Johnstown Village Council approved legislation last Tuesday to improve the sanitary sewer operation and finance a new police cruiser.

During council's Aug. 19 meeting, an ordinance was passed to authorize the issuance of $650,000 in bonds for the purpose of paying part of the cost of acquiring and constructing improvements to the sanitary sewer collection and treatment system.

Village manager Sarah Phillips said the bonds will help finance upgrades to the lift station near the bridge over Raccoon Creek, combining three lift stations into one.

Council also approved the issuance of $29,243 in bonds to pay for part of the cost of acquiring a new police cruiser.

Phillips said the village was supposed to be notified 30 days prior to the delivery of the vehicle, but wasn't.

"It came and they let us keep it," she said. The ordinance for the vehicle was approved by emergency, since the cruiser is already in use.

Council member David Keck asked if the village has motorcycles for the police department.

Phillips said the department has bicycles that are used for special events.

"If the auxiliary needs some hours, they may do some riding in neighborhoods and talk to the kids," she said.

Phillips said the village hasn't investigated the use of motorcycles, but police departments all over are trying to find ways to save fuel.

In council discussion, Leafy Dell resident Jennifer Roberts asked when additional "no parking" signs would be posted and Phillips said she would check on the situation.

Roberts also expressed concern about speeding in the subdivision.

"There are quite a few kids and the average speed is 45 miles per hour," she said. "It should be 25."

In general, Phillips said, people don't like a lot of signs in their neighborhood.

"Typically, a subdivision has one or two speed limit signs," she said. There's a speed trailer on Jersey Street, and we have the ability to move it to other areas. A lot of times, it deters people from speeding."

Adding more speed limit signs won't slow people down, according to Phillips.

"We can beef up patrol," however, she said.

Resident JoAnn Smith questioned village regulations for yard sales.

Smith said she has been trying to clean up her property, and has had numerous sales during the summer.

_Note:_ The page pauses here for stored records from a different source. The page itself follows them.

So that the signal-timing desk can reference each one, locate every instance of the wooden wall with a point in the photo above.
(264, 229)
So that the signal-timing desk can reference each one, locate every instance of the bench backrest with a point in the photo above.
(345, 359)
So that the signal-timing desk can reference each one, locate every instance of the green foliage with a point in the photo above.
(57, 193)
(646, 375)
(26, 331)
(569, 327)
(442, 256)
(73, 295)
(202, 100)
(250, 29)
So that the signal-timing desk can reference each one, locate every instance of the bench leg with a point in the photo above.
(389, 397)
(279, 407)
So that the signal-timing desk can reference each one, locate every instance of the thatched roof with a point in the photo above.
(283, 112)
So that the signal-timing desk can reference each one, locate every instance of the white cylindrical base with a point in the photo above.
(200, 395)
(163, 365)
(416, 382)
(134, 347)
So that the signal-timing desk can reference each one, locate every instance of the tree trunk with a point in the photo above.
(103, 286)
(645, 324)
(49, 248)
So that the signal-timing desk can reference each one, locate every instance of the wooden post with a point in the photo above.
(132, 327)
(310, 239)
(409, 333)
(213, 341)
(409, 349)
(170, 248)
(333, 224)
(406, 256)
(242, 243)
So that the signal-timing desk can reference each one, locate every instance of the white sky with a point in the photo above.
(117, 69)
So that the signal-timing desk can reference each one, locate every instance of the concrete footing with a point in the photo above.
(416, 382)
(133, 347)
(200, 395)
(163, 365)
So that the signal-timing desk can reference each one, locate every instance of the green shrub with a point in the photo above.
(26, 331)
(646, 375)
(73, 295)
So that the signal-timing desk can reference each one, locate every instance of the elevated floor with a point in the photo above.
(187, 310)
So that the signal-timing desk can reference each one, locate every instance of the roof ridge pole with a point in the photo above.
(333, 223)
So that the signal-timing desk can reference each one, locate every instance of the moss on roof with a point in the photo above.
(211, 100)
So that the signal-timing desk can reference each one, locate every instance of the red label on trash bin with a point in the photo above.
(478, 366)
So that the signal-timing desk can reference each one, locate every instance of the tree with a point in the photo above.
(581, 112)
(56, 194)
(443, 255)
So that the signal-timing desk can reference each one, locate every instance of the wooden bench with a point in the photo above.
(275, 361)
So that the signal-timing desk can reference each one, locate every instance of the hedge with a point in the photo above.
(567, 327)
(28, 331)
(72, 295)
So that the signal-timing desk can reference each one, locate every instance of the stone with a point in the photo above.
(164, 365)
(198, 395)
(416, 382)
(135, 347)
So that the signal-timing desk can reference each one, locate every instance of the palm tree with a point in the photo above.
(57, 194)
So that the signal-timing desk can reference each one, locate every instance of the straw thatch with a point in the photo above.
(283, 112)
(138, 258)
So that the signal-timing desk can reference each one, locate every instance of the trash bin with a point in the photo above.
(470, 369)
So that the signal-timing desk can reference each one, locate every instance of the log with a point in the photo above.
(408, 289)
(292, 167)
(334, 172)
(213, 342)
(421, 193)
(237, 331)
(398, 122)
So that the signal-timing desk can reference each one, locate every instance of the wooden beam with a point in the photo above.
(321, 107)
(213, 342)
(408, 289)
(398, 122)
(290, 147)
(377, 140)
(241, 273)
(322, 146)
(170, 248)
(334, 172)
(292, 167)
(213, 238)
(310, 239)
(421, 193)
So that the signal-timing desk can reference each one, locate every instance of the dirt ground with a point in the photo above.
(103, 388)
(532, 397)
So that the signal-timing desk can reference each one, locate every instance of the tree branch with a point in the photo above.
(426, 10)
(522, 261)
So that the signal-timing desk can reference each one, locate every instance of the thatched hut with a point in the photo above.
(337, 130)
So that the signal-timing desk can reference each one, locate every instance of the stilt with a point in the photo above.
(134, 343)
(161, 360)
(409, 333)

"I was told by the zoning officer that I can't have another sale until Swappers," she said.

Phillips said Smith's neighbors complained, and residents can't continually host yard sales.

"You can't have a business at a residence," she said. "You can't have a habitual sale in your yard. If you're constantly selling stuff, it's a business."

Smith, who admitted she's a "pack rat," said she's working to get her residence cleaned up. But the harder she tries, the more road blocks she encounters.

"Johnstown has always been a yard sale town," she said.

Keck said most people host a yard sale to spring clean, and they reduce prices or give items away that don't sell.

"What's left, you can take to Goodwill," he said. "There's a point when people say, 'This isn't going to sell.' It's just a suggestion."

Resident Joe Ethier thanked council for the opportunity to serve on the Charter Review Commission.

He also questioned the progress on the new Kroger development.

"They're waiting on final environmental approval," Phillip said. "Hopefully, that will be soon."

In other discussion, Phillips said flu shots will be offered at the Johnstown Village Chambers from 1 to 4 p.m. on Friday, Oct. 10.

Shots are free for those with Medicare or Medicaid and $20 for all others.